Building on Uganda’s Existing Education System

With that being said, the main goal of “One School” is not to provide access to education for children in Uganda. In 1997, Uganda implemented Universal Primary Education, presumably providing access for all children to receive primary education. However, due to woeful underfunding, the schools had almost no resources, direction or ability to educate properly. Therefore, the goal of “One School” is to partner with these underfunded schools and help provide them with tools, resources, and techniques to properly educate their students.  

When speaking about this process, Roberts said, “One School at a Time addresses this situation by working with stakeholders of a selected Ugandan government school to create a 5-year strategic plan to improve their school and then providing support to that school to implement their plan. Typically, in the early stages of the partnership, schools focus on infrastructure improvements: clean on-site water at school, latrines, health and sanitation, new classrooms and teachers quarters. Towards the end of the partnership, schools focus on programs to support older girls to stay in school, teacher training, small income-generating projects and farm and school lunch projects. The overall results are that these schools are markedly improved, stakeholders are energized and happy and students are having a vastly improved educational experience.”

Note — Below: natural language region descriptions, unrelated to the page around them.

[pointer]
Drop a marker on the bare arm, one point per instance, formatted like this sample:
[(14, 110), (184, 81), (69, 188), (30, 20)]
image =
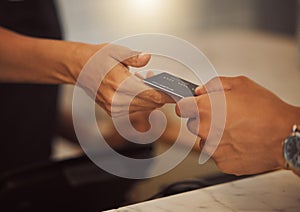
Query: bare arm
[(35, 60)]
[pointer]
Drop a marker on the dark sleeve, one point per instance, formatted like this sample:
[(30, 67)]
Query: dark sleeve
[(28, 112)]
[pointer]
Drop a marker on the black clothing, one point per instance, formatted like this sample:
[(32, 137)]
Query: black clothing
[(28, 111)]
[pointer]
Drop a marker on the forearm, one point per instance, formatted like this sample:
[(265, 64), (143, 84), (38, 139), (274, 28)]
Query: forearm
[(34, 60)]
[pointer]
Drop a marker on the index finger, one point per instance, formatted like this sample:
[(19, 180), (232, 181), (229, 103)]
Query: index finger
[(187, 107)]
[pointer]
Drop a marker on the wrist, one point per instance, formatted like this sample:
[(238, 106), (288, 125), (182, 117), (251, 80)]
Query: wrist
[(290, 145)]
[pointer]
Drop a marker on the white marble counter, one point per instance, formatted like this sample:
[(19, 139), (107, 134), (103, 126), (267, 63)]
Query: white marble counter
[(276, 191)]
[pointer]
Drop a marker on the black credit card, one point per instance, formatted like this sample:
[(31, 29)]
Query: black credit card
[(171, 84)]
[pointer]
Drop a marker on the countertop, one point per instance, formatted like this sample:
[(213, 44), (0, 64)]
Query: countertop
[(275, 191)]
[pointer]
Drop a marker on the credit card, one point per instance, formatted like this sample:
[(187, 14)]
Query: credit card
[(171, 84)]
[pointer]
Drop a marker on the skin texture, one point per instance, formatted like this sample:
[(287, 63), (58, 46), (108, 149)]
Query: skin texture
[(32, 60), (257, 122)]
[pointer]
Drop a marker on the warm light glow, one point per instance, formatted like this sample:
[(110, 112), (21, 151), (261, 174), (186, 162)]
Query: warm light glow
[(145, 4)]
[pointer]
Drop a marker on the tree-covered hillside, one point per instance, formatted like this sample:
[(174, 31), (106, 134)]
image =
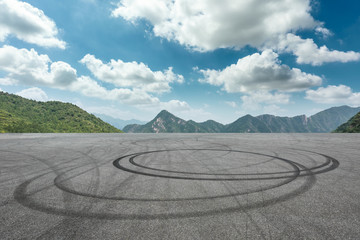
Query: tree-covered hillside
[(20, 115), (352, 126)]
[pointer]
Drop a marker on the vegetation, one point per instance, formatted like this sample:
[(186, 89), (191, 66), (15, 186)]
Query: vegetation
[(324, 121), (352, 126), (20, 115)]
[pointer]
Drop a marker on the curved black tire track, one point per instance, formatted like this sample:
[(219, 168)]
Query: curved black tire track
[(21, 195)]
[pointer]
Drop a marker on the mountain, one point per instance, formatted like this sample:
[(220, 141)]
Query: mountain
[(20, 115), (166, 122), (324, 121), (330, 119), (212, 127), (247, 124), (351, 126), (116, 122)]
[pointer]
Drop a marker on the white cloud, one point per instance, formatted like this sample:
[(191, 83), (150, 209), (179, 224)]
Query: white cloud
[(265, 97), (324, 32), (260, 72), (207, 25), (34, 94), (334, 95), (131, 74), (27, 23), (231, 104), (27, 67), (309, 53)]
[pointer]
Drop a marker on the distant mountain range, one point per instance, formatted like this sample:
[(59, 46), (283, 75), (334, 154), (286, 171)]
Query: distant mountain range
[(20, 115), (116, 122), (351, 126), (322, 122)]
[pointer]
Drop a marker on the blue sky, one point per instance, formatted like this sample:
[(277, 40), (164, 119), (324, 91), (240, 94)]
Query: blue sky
[(200, 60)]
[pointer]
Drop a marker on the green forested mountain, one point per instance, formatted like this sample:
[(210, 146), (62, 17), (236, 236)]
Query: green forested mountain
[(166, 122), (248, 124), (328, 120), (352, 126), (324, 121), (20, 115)]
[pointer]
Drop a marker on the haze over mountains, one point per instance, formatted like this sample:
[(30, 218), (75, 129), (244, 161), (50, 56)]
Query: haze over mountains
[(18, 114), (322, 122)]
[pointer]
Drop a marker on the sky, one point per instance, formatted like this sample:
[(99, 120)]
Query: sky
[(200, 60)]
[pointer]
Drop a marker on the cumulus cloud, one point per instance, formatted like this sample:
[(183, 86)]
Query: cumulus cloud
[(27, 67), (264, 100), (334, 95), (34, 93), (309, 53), (260, 72), (265, 97), (207, 25), (30, 24), (324, 32), (131, 74), (231, 104)]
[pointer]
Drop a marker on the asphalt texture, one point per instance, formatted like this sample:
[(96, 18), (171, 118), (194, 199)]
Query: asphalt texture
[(180, 186)]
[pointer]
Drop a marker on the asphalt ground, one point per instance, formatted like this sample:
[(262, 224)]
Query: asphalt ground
[(179, 186)]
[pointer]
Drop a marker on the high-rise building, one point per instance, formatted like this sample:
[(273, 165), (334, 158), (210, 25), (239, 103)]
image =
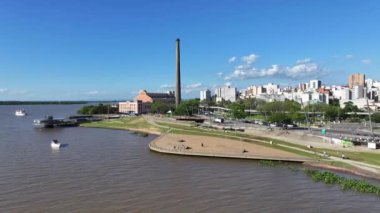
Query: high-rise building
[(356, 79), (226, 93), (358, 92), (315, 84), (205, 95)]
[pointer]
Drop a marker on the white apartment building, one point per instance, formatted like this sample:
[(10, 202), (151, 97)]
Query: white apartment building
[(272, 88), (357, 92), (315, 84), (226, 93), (205, 95)]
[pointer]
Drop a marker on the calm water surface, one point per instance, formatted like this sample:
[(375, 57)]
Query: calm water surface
[(114, 171)]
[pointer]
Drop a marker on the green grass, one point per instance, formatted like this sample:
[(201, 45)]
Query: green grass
[(365, 157), (345, 183), (256, 117)]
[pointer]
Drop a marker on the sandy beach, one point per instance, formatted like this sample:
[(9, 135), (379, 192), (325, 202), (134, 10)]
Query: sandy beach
[(219, 147)]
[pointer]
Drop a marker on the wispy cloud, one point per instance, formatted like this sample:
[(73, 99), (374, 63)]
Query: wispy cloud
[(94, 92), (167, 86), (232, 59), (304, 68), (366, 61), (249, 59), (349, 56), (4, 90), (193, 87)]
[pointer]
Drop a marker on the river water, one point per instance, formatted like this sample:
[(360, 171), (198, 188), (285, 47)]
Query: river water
[(101, 170)]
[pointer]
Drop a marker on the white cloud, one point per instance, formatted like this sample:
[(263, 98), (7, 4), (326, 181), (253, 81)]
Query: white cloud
[(167, 86), (366, 61), (227, 84), (94, 92), (249, 59), (302, 69), (303, 61), (232, 59), (4, 90), (193, 87), (349, 56)]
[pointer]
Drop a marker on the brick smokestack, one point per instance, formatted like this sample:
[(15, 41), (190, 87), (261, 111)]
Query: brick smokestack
[(178, 83)]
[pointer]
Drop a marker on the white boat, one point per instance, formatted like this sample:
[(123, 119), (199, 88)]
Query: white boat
[(55, 144), (20, 112)]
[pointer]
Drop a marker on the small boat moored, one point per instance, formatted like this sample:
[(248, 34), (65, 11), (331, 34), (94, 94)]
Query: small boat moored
[(55, 144), (20, 112)]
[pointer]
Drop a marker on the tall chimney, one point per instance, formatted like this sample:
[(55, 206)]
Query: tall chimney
[(178, 83)]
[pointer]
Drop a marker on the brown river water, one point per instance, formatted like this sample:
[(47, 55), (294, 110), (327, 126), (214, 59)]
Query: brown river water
[(99, 170)]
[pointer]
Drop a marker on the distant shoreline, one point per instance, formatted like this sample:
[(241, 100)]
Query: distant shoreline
[(42, 102)]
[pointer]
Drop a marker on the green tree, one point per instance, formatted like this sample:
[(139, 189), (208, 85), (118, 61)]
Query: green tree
[(160, 107), (280, 118), (331, 113), (188, 107), (375, 117), (237, 110)]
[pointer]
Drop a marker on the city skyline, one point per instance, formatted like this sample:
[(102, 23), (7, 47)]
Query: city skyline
[(70, 50)]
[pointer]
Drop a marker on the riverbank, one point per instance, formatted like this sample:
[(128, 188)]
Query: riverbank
[(359, 163), (219, 147)]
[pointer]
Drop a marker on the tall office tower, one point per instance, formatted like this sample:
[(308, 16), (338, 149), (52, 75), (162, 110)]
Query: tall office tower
[(356, 79)]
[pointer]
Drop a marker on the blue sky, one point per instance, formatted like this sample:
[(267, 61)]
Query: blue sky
[(110, 49)]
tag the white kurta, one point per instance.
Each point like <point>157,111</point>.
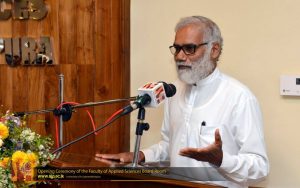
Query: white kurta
<point>192,116</point>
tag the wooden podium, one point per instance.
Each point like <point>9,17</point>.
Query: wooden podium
<point>83,161</point>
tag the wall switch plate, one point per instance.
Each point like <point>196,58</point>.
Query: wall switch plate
<point>290,85</point>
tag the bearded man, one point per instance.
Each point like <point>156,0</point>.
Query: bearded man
<point>213,120</point>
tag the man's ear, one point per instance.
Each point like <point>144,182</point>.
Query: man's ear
<point>215,51</point>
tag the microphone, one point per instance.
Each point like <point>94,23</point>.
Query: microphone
<point>151,95</point>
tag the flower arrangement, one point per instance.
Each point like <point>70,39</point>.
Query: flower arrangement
<point>21,150</point>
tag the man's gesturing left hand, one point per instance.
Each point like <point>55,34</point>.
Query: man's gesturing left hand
<point>212,153</point>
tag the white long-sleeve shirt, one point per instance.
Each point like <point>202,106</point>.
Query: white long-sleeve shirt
<point>196,111</point>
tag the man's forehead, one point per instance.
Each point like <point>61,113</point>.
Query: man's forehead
<point>189,34</point>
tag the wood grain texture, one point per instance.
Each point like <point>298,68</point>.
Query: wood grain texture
<point>90,41</point>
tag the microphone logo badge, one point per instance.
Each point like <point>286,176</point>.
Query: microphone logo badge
<point>156,91</point>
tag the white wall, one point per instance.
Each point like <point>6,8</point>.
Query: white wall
<point>261,42</point>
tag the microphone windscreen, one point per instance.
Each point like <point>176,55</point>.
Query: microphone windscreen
<point>170,89</point>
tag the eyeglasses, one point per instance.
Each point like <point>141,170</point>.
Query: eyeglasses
<point>188,49</point>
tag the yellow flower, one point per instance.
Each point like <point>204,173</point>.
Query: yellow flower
<point>3,131</point>
<point>19,157</point>
<point>4,162</point>
<point>33,159</point>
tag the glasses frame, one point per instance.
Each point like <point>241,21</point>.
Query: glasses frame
<point>175,49</point>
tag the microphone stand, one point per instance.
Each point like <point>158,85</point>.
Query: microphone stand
<point>140,127</point>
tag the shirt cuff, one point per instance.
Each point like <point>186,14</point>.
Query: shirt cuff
<point>228,162</point>
<point>149,155</point>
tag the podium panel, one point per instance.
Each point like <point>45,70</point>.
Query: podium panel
<point>72,160</point>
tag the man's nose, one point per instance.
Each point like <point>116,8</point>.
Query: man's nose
<point>181,56</point>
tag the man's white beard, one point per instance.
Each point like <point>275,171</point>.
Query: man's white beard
<point>199,70</point>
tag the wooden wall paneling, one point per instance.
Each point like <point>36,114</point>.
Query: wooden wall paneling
<point>124,31</point>
<point>70,94</point>
<point>50,28</point>
<point>85,29</point>
<point>83,125</point>
<point>36,93</point>
<point>6,88</point>
<point>5,32</point>
<point>108,77</point>
<point>51,97</point>
<point>20,89</point>
<point>67,21</point>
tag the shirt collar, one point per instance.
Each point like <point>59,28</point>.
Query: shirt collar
<point>210,78</point>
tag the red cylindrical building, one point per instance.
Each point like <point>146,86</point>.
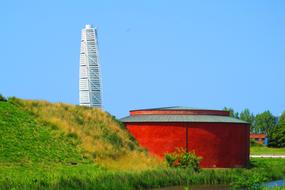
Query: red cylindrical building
<point>222,141</point>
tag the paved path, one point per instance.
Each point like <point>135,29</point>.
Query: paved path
<point>267,156</point>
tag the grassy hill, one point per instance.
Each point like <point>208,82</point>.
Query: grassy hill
<point>39,131</point>
<point>59,146</point>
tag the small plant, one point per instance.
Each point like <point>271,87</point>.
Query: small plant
<point>2,98</point>
<point>180,158</point>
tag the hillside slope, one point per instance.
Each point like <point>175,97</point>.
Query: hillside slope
<point>39,131</point>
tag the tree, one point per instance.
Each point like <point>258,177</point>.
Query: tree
<point>247,116</point>
<point>232,112</point>
<point>264,123</point>
<point>277,138</point>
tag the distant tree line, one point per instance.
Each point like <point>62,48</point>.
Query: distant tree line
<point>264,123</point>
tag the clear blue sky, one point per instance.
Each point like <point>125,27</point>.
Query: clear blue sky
<point>207,54</point>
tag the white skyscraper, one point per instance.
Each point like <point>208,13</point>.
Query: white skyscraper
<point>90,79</point>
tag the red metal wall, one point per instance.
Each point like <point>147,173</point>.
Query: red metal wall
<point>222,145</point>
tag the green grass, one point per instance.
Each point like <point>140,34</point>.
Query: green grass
<point>259,150</point>
<point>25,140</point>
<point>60,146</point>
<point>90,176</point>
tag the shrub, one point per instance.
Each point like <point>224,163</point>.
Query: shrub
<point>2,98</point>
<point>180,158</point>
<point>255,143</point>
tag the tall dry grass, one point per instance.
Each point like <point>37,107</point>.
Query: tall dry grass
<point>102,139</point>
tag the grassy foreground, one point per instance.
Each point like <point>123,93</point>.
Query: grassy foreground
<point>263,150</point>
<point>90,176</point>
<point>60,146</point>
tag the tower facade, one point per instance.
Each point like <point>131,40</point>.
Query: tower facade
<point>90,79</point>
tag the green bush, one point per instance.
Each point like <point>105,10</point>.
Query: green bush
<point>2,98</point>
<point>180,158</point>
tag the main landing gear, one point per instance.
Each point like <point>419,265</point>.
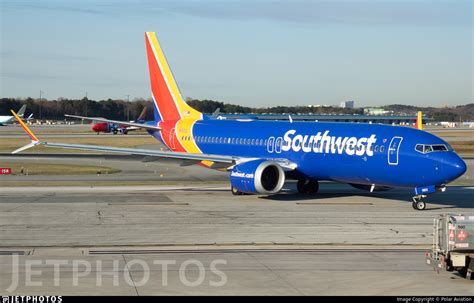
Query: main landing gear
<point>418,202</point>
<point>235,192</point>
<point>307,186</point>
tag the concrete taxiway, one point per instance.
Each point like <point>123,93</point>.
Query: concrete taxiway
<point>340,242</point>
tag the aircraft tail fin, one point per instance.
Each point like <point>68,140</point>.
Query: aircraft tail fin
<point>167,100</point>
<point>142,115</point>
<point>419,120</point>
<point>34,140</point>
<point>22,110</point>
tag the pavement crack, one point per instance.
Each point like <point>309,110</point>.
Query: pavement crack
<point>130,274</point>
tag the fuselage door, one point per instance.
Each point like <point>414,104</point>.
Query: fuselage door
<point>393,150</point>
<point>270,144</point>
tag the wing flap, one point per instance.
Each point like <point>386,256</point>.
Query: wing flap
<point>122,123</point>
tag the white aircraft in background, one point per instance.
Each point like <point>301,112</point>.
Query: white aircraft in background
<point>8,119</point>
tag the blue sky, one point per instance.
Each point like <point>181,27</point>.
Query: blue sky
<point>253,53</point>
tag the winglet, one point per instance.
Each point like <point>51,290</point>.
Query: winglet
<point>34,139</point>
<point>419,121</point>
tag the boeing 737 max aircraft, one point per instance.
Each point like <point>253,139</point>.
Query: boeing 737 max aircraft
<point>261,155</point>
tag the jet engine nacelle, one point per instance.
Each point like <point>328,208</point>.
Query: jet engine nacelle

As for the future, “One School at a Time” has plans to expand their programs further throughout Uganda, providing even more students with education and the opportunity for a better life. “Our plan is to expand this network to 10 schools and then replicate this process in another Ugandan district.” It is the hope of the organization that this program, with its capacity for growth, can be used throughout the world, giving every child a chance for success and ending world poverty through education.